Outro ponto que causou insatisfação das ligas é um novo sistema de classificação. A proposta da Uefa é ter três vagas via ranking, que levaria em conta o histórico de resultados. Ou seja, clubes grandes, com histórico vencedor, teriam uma outra chance de se classificar à Champions League. Manchester United, Real Madrid ou mesmo Milan teriam uma chance extra de chegar ao torneio.
As ligas preferem que todas as quatro vagas sejam usadas para dar uma vaga direta a esta fase para campeões de outros países, hoje não contemplados com vagas diretas, e não que as vagas acabem ficando, indiretamente, com clubes das cinco grandes ligas, que estariam sempre à frente no ranking.
“Questionamos também o possível impacto do acesso, assim como os componentes comerciais no equilíbrio esportivo e financeiro das ligas domésticas. Finalmente, discutimos diversas opções em relação à redistribuição financeira”, diz ainda o comunicado do Europan Leagues.
Para definir os times que avançariam às oitavas de final, a proposta é a seguinte: os oito primeiros colocados se classificam diretamente; os 16 times seguintes disputam um playoff para definir os outros oito classificados. Seria uma espécie de “wild card”, como acontece em esportes americanos. Os oito que vencerem os playoffs se unem aos oito previamente classificados para as oitavas de final, que seguiria normalmente como é atualmente: quartas de final, semifinal e final em jogo único.

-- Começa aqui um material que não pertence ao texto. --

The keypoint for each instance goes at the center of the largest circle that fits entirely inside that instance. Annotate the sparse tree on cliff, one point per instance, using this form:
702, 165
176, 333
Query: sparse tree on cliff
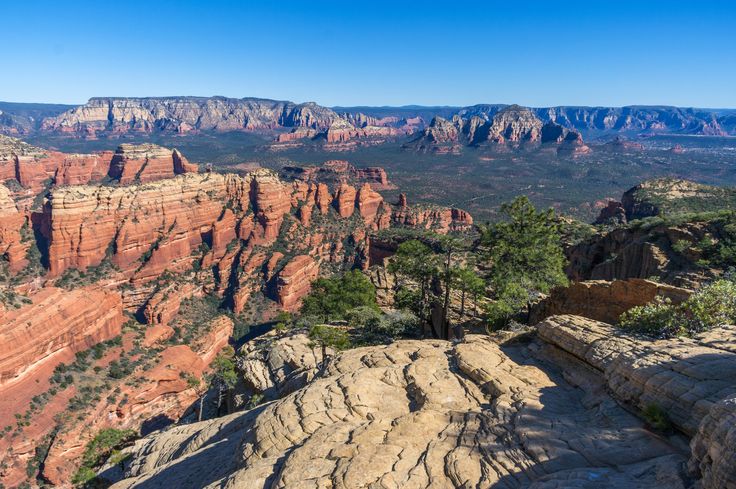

Tudo isso implica um aumento significativo do calendário. Atualmente, são 125 jogos na Champions League (contando fase de grupos e fase eliminatórias) e este número subiria para 225. Aqui está o principal motivo de preocupação das ligas nacionais, que temem perder relevância – além das preocupações em relação a um potencial desequilíbrio se não houver uma distribuição de renda melhor que a atual.
Ainda não se sabe como seria a distribuição de dinheiro desta nova Champions League. Há ligas que defendem que ao menos parte da premiação dada individualmente aos clubes seja redistribuída dentro da própria liga, como a Holanda começou a fazer. Parte da premiação que os clubes do país recebem são redistribuídos para os outros clubes da primeira divisão. Uma tentativa de impedir que os clubes frequentemente na Champions League se tornem tratores que amassem os rivais nas ligas locais, algo que acontece com frequência nas ligas menores, mas que também acontece, em menor medida, em ligas maiores.
As propostas precisarão ser discutidas com todos os envolvidos, incluindo aqui não só os clubes, as ligas e a Uefa, mas também os torcedores. Afinal, são os torcedores o motivo da existência do futebol e são eles que precisam ser cativados para que o torneio siga sendo adorado como é atualmente. Se hoje já há preocupações em relação ao impacto da Champions League nas ligas locais, esse novo modelo levanta ainda mais preocupações. É preciso discutir com calma e com transparência para que as decisões não sejam um atropelamento dos interesses dos mais ricos sobre os demais, que é basicamente o que a ideia de uma Superliga pretende fazer.
Há uma enorme pressão contra a ideia de uma Superliga, não só das associações como a European Leagues, mas também de grupos de torcedores. Na semana passada, o Football Supporters Europe divulgou comunicado chamando a ideia de impopular, ilegítima e perigosa”. O que dá para perceber é que a Uefa está sentindo a pressão dos clubes e sabe que precisa dar a eles alguma coisa para matar a ideia de uma Superliga que se separe da entidade. Encontrar esse equilíbrio entre tantas partes exigirá muita habilidade de negociação.